For chronic pain sufferers, there were no such issues. Anything which might help them as well as the medical team manage and relieve their condition would be welcome; data security was not an issue. But are they simply naïve to the risks associated with technology? After all, as our clinician pointed out: systems are only as secure as their users. The point is rather more to do with personal relationships. Overwhelmingly, users would trust the technology in the same way that they might trust the medical team. There is however an important caveat: trust transfer of this kind whereby benevolence is perceived in the technology as a result of confidence in the medical team would occur and persist solely if it added to and did not undermine the person-to-person relationships that the patients valued with the clinical team. In an interesting perspective on ease of use and utility, the other common trustworthiness feature associated with benevolence, our participants highlighted that technology might alleviate or compensate for the physical as well as cognitive limitations which their condition imposed.

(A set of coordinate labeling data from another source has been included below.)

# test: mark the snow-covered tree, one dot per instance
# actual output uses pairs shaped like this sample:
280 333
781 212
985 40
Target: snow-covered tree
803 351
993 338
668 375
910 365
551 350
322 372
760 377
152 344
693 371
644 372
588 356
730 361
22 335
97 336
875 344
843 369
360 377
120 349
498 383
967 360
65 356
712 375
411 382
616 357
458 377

At the recent ITaaU event in Southampton, the surgeon David Rew made the point that what he and his colleagues wanted was intuitive presentation of the complex patient data they needed to digest to support their patients; turning away to consult a computer screen was not an option. That is one very important factor. Patients themselves however want to support and enhance that relationship through technology too. What TRIFoRM has shown us and our colleagues is the importance of going beyond user centred design to look at the personal and social context of technology deployment and acceptance.